Power consumption, and the takeaway
One would expect a tiny increase in platform power-draw when idling with an over-volted chip.
Getting the FX-8150 to 4.7GHz requires considerably more frequency and voltage. Combine the two and the platform power-draw escalates by over 100W. There's no way of getting around this for now, folks, and you need to ensure that cooling is absolutely top notch.
Giving you pause for thought, we overclocked a Core i5 2500K to an all-core 4.5GHz using 1.3V. Under-load power-draw increased from 135W to a still-palatable 183W.
The takeaway
Taken with the elephant-sized caveat that your overclocking mileage may, and most likely will, vary, AMD's FX-8150 chip should be able to run at least 1GHz faster than its nominal 3.6GHz frequency.

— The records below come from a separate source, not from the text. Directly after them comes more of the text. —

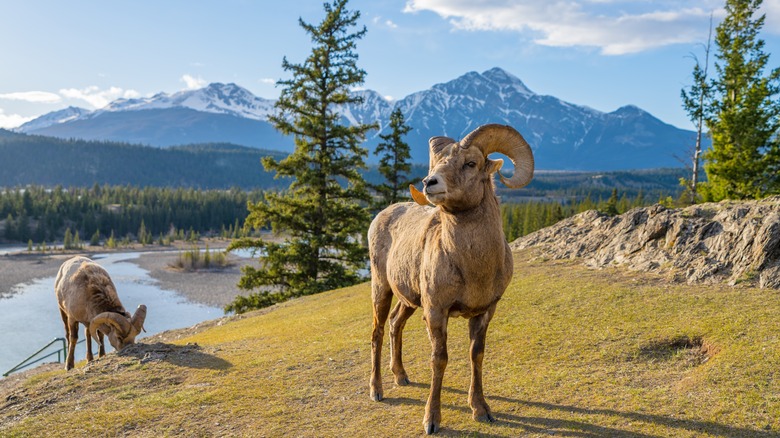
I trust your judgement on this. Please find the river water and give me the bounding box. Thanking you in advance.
[0,253,224,378]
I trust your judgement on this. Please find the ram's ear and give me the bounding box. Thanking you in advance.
[409,184,428,205]
[485,158,504,175]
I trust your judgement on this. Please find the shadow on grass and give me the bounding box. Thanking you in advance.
[118,342,233,370]
[382,383,778,438]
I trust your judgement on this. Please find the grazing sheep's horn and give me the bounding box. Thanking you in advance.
[460,124,534,189]
[409,184,428,205]
[130,304,146,334]
[89,312,131,339]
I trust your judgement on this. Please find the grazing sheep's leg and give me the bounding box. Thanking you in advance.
[369,283,393,401]
[390,301,416,386]
[423,311,448,435]
[469,304,496,423]
[84,326,95,362]
[97,330,106,357]
[60,309,72,370]
[65,321,79,370]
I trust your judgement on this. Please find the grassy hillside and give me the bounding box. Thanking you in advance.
[0,252,780,437]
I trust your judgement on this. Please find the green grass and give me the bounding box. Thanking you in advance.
[0,248,780,437]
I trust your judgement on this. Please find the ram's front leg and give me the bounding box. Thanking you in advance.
[423,310,448,435]
[469,304,496,422]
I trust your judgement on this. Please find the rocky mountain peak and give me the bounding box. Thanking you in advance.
[511,196,780,289]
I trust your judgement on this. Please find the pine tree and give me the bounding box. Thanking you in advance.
[680,16,712,204]
[702,0,780,200]
[231,0,375,312]
[62,227,73,249]
[372,108,414,208]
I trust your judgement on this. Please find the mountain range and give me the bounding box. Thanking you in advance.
[17,68,694,171]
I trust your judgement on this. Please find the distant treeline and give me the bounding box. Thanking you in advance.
[0,185,262,243]
[501,189,652,242]
[0,129,689,201]
[0,129,289,190]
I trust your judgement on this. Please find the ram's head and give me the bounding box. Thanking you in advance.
[89,304,146,351]
[410,124,534,211]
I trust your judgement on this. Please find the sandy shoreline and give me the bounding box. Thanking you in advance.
[0,242,255,308]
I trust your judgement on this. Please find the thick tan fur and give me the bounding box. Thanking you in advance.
[54,257,146,370]
[368,124,532,433]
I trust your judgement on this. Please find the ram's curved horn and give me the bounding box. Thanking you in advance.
[89,312,131,339]
[130,304,146,335]
[460,124,534,189]
[428,136,458,173]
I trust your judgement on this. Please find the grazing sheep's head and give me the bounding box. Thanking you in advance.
[410,124,534,211]
[89,304,146,351]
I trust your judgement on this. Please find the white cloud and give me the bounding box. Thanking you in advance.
[371,15,398,29]
[761,0,780,34]
[0,108,35,129]
[0,91,62,103]
[60,85,141,108]
[179,75,208,90]
[404,0,728,55]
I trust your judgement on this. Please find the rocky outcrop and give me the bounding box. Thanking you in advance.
[511,196,780,289]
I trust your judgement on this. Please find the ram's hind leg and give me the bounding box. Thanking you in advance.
[469,304,496,422]
[369,279,393,401]
[84,326,95,362]
[390,301,415,385]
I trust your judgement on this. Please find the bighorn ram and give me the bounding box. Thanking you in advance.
[54,257,146,370]
[368,125,534,434]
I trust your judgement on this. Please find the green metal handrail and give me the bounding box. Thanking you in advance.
[3,338,85,377]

Push it to 4.7GHz and performance becomes readily acceptable in many benchmarks, offering some of the highest figures we've seen from an AMD chip. The trade-off is burdensome to bear, however, as under-load power-draw jumps way, way up.
But an overclocked FX-8150 doesn't bulldoze the competition into abject surrender. Rather, tellingly, Intel's Core i5/i7 chips, while beaten in some benchmarks, stand tall. And it's not as if they're shy in the overclocking department, either.
A super-clocked FX chip is about as good as it's going to get for AMD for a long time on the performance CPU front, and it's a shame the chip minnow couldn't deliver this kind of performance in an out-of-the-box package.
Sifting through what we've learnt thus far, perhaps the sagest FX bet will favour the £150 FX-8120 chip, which shares the same architecture as the '50 and, one would presume, is simply rebadged to hit a lower price point. Now that wouldn't be such a poor deal if it overclocked to almost 5GHz, would it?